What am I missing / incorrectly concluding? Cheers~
Best Answer
You're conflating exponentiation notation in the context with rings with exponentiation notation in the context of (non-abelian) groups: when we're working in a ring, "$a^n$" (for $a$ an element of the ring and $n\in\mathbb{N}$) denotes the multplicative expression $$a\times...\times a\quad\mbox{ ($n$ times)}.$$ In particular, we have $$(a+b)^5=(a+b)\times (a+b)\times (a+b)\times (a+b)\times (a+b)$$ (and not "$(a+b)+(a+b)+(a+b)+(a+b)+(a+b)$" as in your post).
The point is that we have two different operations at play on the right hand side. Because of this, we can't really use the commutativity of "$+$" since we have to "get around" the multiplication $\times$ somehow.

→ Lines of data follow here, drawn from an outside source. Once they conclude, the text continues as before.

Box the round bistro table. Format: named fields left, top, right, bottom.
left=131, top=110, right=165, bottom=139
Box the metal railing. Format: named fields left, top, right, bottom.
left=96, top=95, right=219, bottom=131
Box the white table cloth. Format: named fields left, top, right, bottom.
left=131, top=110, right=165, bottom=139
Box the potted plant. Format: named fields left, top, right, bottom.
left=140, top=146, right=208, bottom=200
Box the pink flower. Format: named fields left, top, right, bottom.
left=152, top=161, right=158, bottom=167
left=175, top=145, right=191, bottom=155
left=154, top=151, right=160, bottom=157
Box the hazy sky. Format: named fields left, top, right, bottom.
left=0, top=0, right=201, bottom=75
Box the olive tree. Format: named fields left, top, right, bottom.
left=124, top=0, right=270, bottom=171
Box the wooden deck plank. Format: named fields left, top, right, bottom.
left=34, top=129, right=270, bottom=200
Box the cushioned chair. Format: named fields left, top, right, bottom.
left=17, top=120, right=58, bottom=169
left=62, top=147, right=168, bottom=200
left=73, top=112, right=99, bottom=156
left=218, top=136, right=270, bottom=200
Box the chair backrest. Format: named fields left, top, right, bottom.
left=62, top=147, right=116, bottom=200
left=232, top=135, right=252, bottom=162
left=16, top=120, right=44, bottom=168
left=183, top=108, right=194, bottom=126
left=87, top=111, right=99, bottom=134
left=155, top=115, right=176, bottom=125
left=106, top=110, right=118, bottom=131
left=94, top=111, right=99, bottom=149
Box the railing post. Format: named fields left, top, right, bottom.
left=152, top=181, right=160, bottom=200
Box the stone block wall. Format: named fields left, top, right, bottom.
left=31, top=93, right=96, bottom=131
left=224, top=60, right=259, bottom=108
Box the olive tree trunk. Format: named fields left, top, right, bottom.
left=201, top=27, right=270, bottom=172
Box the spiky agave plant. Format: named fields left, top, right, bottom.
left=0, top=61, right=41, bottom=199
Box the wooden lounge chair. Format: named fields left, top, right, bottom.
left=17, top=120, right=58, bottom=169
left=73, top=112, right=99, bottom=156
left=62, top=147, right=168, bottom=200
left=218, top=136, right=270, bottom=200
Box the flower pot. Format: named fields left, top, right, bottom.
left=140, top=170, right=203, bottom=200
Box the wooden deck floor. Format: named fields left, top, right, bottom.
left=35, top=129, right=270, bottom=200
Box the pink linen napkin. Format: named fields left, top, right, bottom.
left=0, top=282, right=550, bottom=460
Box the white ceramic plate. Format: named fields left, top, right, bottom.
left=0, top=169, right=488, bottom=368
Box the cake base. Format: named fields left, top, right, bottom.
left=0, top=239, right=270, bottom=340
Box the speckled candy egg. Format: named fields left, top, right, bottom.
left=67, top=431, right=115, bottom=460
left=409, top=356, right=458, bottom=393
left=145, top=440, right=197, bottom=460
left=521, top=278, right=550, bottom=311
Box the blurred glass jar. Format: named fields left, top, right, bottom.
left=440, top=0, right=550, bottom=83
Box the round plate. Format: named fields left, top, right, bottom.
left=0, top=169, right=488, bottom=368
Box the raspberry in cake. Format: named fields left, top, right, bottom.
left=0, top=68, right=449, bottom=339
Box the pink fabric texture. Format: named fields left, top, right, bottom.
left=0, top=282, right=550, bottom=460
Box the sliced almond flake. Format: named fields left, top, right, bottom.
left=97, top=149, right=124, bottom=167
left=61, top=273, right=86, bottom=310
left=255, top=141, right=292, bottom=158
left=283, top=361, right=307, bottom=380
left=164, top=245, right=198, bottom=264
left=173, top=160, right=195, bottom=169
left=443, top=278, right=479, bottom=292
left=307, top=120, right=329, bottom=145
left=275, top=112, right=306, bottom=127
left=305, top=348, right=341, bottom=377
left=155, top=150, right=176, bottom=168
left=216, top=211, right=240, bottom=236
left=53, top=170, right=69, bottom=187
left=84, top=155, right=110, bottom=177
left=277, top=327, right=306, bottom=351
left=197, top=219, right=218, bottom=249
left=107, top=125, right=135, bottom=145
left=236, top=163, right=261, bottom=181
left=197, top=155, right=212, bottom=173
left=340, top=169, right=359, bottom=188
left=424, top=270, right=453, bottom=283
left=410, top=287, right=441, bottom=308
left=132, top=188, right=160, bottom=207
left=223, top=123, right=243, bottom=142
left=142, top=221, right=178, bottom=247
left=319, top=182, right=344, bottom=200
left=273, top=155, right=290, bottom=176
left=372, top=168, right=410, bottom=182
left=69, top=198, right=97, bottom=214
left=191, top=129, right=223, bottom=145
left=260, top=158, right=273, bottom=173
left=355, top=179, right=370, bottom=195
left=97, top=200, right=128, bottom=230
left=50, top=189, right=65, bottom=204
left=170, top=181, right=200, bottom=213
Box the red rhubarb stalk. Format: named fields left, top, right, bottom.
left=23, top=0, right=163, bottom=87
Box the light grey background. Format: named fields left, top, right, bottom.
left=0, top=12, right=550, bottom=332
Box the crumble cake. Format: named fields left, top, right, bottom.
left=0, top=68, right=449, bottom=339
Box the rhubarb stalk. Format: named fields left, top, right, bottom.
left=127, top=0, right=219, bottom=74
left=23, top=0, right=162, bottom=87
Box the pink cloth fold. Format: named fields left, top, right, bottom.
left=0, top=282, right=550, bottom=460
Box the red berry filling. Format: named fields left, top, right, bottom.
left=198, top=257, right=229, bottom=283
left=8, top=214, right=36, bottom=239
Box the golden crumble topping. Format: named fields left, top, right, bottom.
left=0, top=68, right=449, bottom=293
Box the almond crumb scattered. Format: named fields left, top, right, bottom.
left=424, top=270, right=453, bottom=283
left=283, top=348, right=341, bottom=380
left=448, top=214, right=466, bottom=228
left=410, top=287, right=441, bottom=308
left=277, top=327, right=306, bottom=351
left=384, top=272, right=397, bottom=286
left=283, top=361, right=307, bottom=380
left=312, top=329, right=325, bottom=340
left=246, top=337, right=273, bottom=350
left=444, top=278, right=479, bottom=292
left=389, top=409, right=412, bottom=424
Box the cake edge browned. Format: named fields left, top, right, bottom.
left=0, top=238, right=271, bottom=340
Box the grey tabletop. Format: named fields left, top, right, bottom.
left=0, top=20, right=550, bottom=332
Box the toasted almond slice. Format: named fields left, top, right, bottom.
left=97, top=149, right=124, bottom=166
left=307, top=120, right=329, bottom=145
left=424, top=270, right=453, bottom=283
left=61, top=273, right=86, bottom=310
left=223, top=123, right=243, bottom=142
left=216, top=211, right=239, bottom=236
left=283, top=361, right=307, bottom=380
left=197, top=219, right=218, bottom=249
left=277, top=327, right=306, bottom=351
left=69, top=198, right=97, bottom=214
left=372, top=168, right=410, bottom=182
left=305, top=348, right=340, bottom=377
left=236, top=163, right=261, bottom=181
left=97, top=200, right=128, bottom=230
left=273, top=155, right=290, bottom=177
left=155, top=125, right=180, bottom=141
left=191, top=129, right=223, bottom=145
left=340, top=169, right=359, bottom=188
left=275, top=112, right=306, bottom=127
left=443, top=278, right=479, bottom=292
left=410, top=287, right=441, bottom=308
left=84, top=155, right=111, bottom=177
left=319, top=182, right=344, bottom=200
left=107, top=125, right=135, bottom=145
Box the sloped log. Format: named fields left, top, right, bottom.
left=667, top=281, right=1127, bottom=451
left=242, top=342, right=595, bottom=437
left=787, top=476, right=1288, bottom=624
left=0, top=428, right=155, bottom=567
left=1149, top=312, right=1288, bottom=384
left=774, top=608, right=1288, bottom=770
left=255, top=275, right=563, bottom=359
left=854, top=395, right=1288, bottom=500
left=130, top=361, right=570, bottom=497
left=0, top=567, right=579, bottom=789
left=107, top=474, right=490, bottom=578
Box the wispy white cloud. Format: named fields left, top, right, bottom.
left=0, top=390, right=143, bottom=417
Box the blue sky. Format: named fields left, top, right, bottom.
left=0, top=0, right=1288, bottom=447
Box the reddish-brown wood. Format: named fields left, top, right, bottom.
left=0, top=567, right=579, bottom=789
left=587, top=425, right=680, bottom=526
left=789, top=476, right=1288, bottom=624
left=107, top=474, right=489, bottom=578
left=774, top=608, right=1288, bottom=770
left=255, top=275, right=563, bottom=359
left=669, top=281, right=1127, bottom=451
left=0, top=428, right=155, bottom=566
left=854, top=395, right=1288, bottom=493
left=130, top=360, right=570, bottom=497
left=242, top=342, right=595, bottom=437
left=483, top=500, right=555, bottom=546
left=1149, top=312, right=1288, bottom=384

Note that $(3)$ is the only axiom which tells you how $+$ and $\times$ relate; in the absence of $(3)$, we would be able to just "glue together" an abelian group operation and an associative operation on a set to get a ring. For example, look at $\mathbb{Z}$ and - switching to unambiguous notation now - let both $\circ_+$ and $\circ_\times$ be the usual addition $+$. This is clearly not a ring, since it satisfies $(1\circ_+1)\circ_\times 1=3$ but $(1\circ_\times 1)\circ_+(1\circ_\times 1)=4$, but it satisfies axioms $(1)$ and $(2)$ from your list.